PRIME ACT NOW

            Yesterday I did a podcast with Kentucky Congressman Thomas Massie on Free the People and the discussion turned to his 5-year-old bill the Prime Act.  It has not gotten traction until now.  In the last ten days, he's picked up 18 co-sponsors.  That's pretty dramatic for a bill that couldn't get a handful for 5 years.

             People want to know what to do that would be beneficial during these disturbing times.  Here is something you can do.  Call your Congressman today--yes, just pick up the phone and call--and ask if he/she supports the Prime Act.  This simple bill would unleash the full power of regional food security on the livestock sector, which you know is in complete disarray right now.

             When CEO and legacy family member John Tyson looks at a CNN camera and says "the food system is broken," that's a big hairy deal.  He and his ilk have spent their lifetimes creating this system that now can't get burgers to Wendy's and is foaming chickens, breaking broiler eggs, dumping milk, and euthanizing hogs.  So imagine that rather than 100 mega-processing facilities around the country handling 80 percent of the meat, poultry, and dairy, we had 200,000 small facilities scattered all over, distanced, if you will, doing this processing? 

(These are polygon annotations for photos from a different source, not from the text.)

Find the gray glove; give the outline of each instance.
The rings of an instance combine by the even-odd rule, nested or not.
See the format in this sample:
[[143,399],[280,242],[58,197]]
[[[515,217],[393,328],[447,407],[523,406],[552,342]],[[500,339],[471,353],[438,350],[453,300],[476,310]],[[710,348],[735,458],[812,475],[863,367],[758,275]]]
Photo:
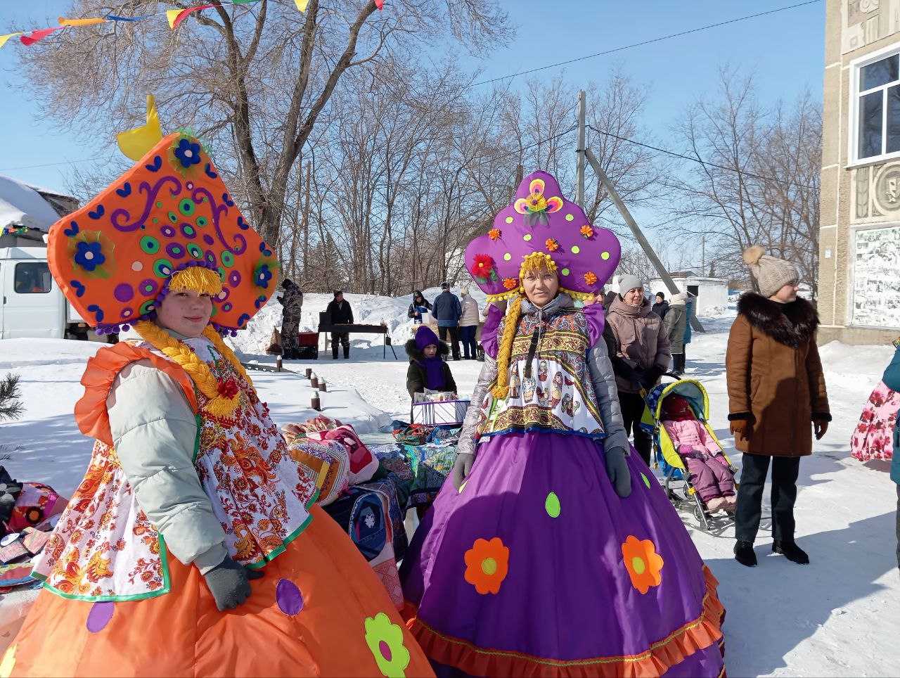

             That is where the Prime Act comes in.  Right now, custom slaughter houses that do beef, pork, and lamb are under health department and USDA sanitation oversight, but they do not have an inspector or the inspector's paperwork on site.  These abattoirs service a person who brings in a live animal and wants it custom processed, like if you wanted to commission a woodworker to make a special table for your dining room.  Without all the onerous inspection paperwork and under-foot bureaucrats, these smaller community-based abattoirs can operate easier and cheaper.

             Inspection requires a host of additional licensing, infrastructure, paperwork (Hazardous Analysis Critical Control Point), bathrooms, inspector offices, and even prescribed hours of operation.  Minimal compliance to get a license, even for the smallest plant, is estimated at an average $1 million.  That's a high entry fee.

             As a result, right now in most counties, including mine (Augusta) you cannot raise a cow and legally sell a pound of ground beef from that animal to a neighbor without exporting it to another county with an inspected facility and re-importing it.  But our county has a couple of operating small custom abattoirs within minutes of our local farms.  We used to have a dozen when I was a kid.  They can't legally sell you a pound of ground beef; you have to buy at least a quarter of beef at a time.  That's a $500 entry fee to buy local.

             The Prime Act simply says that custom slaughtered meat can be sold within the state.  Why should everyone who wants to get neighborhood raised and processed meat be required to buy it in $500 increments?  What if a neighbor only wants  T-bone and a pound of ground?  What if the neighbor doesn't have a chest freezer?  The current regulations are both price and poverty discriminatory.  In addition, they force massive unnecessary transportation energy and time.

             What about food safety?  Folks, recalls come from the big plants, not these small custom places.  A burger patty at McDonald's has pieces of 600 cows in it; a burger patty from a custom house has only one cow in it.  The risks are exponentially less in a smaller, community-based facility.  Scale exemptions exist throughout our country, from day care to elder care to requirements to provide medical insurance to employees.  Scale does matter.

             Congressman Massie told me yesterday that many former operators of these small facilities have assured him that the day the Prime Act passes, they will re-open their doors and gladly solve the processing bottleneck in our broken food system.  Few legislative initiatives could offer a more simple, comprehensive assurance of food security and marketplace competition to the 100 mega-processors that dominate our dysfunctional food chain.  It's the Prime Act.  Massie says don't email and don't write a letter.  Call; he says if 12 people call on a subject, they own their congressman on that issue. 

             Will you be part of the solution?